Attention All Super Heroes, Please Report to the Principal's Office

My little guy is about to head off to preschool in a month and the list of rules circulating is already starting to worry me a bit. It's not the drop-off requirements (no yapping on your cell phone) or lunch packing suggestions (a cold pack included) that have me anxious. It's not even the implied ban on head-butting (a favorite pastime which my son has abandoned, but for special occasions).

The explicit rule from my son's preschool that shocks my conscience the most was right there in print when I perused the orientation pamphlet the other day:

"Action/super hero clothing are not permitted to be worn at school as it promotes hyperactivity in the children."

I stopped and read it again. And again. And again.

Really? Banning super hero clothes at a preschool? I think Amish schoolchildren have more freedom of expression.

I started wondering how exactly super hero clothing "promotes hyperactivity in the children." When a two year old dresses in a Hulk tee-shirt, do the other toddlers turn green, instantaneously develop bulging muscles, and start ripping their clothes off? Does a three year old Spiderman scale the school walls during circle time? Do children encourage Superman to fly off the jungle gym at recess?

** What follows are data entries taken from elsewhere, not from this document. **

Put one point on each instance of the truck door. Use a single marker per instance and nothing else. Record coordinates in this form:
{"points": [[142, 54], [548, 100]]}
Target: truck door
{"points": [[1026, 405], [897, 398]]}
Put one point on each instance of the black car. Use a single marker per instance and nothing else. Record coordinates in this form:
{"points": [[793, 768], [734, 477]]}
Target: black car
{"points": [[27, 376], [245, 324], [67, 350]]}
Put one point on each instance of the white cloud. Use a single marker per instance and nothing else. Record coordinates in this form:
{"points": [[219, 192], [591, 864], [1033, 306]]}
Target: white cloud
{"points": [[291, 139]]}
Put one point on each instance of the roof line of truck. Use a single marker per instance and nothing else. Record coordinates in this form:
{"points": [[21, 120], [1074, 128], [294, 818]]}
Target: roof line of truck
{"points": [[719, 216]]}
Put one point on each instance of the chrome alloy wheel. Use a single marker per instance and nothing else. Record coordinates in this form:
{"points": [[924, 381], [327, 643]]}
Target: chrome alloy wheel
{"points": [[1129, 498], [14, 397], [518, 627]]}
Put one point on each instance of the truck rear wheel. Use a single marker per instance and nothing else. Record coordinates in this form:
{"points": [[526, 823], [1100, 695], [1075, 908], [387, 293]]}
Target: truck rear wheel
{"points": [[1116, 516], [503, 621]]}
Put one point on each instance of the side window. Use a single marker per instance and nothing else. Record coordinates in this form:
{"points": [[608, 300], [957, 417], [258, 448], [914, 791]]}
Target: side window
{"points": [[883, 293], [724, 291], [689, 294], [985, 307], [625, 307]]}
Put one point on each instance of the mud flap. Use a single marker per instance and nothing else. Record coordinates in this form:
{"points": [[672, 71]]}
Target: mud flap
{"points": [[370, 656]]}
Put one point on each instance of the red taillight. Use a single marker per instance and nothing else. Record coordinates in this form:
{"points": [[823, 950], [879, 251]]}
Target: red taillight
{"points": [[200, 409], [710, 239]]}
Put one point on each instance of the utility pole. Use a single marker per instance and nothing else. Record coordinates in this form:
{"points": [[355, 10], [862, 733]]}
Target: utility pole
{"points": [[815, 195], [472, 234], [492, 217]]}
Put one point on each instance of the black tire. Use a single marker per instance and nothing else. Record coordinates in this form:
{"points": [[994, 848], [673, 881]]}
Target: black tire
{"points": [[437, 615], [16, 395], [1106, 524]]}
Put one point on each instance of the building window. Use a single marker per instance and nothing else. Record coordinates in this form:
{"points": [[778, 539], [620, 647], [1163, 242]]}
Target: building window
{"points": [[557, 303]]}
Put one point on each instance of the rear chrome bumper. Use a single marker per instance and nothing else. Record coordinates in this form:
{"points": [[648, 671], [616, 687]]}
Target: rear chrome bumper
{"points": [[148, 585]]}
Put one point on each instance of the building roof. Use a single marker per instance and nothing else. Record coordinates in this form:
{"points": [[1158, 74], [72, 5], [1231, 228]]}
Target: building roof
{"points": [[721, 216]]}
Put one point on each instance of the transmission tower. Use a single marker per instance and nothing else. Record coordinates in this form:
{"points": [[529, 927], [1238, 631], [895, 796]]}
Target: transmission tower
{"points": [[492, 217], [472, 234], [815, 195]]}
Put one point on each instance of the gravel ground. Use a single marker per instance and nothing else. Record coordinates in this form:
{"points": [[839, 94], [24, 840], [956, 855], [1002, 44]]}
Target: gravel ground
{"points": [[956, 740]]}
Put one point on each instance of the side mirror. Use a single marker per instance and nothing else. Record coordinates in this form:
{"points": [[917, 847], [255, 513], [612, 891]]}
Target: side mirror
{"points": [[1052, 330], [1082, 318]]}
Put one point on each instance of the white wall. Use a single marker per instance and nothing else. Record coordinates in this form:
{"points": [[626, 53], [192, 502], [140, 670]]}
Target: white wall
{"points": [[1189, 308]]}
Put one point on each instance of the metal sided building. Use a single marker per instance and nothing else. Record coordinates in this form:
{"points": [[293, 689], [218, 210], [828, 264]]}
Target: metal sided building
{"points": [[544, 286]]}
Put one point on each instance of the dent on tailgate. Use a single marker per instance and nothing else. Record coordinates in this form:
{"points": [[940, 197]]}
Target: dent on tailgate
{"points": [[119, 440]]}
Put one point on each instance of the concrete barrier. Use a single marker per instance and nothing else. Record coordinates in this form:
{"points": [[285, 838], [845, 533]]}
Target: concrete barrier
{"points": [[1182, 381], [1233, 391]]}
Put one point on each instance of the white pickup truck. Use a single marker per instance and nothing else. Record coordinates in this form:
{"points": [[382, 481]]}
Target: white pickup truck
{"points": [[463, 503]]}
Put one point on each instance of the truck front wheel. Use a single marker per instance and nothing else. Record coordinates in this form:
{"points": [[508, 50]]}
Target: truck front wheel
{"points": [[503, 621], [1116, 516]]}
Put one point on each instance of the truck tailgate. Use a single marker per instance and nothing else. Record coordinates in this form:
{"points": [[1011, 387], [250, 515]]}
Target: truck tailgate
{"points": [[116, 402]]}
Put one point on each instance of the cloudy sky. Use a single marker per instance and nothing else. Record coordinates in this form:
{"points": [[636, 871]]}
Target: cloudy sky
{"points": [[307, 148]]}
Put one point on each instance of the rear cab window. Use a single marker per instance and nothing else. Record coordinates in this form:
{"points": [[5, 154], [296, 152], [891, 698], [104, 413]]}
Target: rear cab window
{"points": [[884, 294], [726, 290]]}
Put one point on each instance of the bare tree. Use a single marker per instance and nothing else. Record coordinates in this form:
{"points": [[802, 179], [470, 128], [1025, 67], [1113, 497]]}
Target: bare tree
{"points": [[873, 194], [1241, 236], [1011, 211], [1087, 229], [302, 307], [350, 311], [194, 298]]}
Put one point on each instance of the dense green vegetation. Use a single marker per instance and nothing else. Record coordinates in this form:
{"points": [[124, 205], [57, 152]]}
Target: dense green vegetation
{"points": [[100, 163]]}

I am dying to know what kind of alarming incidents the school has encountered in the past that would necessitate such an encompassing ban on superheroes on school premises.

I'm wondering if this rule is really just discrimination against boys cloaked in other language. Gender profiling, if you will.

I mean, don't tell me that princess clothing and tiaras couldn't start a flash mob situation in preschool. Three year old girls would be chucking plastic "glass" slippers at one another and smearing fake lipstick on each other's faces. And if such a riot were not enough for an all out ban on princess clothes, surely the school might consider the fact that princess clothes promote unrealistic expectations about love (much in the same way that rampant porn online does for teenage boys).

As I toy with the parameters of the "superhero ban," I wonder if a cape would be considered a threat? How about an eye mask? What about face paint? Does Lightening McQueen qualify as a "super hero?" Your Honor, I argue in the negative.

My little boy hasn't even started school yet and already I want to push the limits and test the boundaries as much as I know he will. I've heard it before and I'll repeat it again. Injustice anywhere is a threat to justice everywhere.

Only problem here: it's gonna take a whole gaggle of pint-sized superheroes to eradicate this injustice.

I'm not sure yet if I'll send my son to school in his Spiderman tee-shirt or perhaps something more subtle, like a "F_ _ _ the Rules" tee-shirt (I believe this to be constitutionally protected political speech per the Supreme Court ruling in Cohen v. California).

All I can tell you is they can't ban THIS Wonder Woman from the car drop-off line. I can assure you that once the other moms see me in full super hero regalia, you can bet your ass that all other rules are out the window: the moms will be on their cell phones during drop-off (a big no-no): "DID YOU SEE WHAT SO AND SO WAS WEARING THIS MORNING?!" They'll forget to put a cold pouch in their kids' lunches (god forbid), and they may possibly head-butt their steering wheels, wishing they had come up with such a fashion forward Wonder Woman outfit first.

As for now, I'll remain vigilant, like any good super hero's mom would.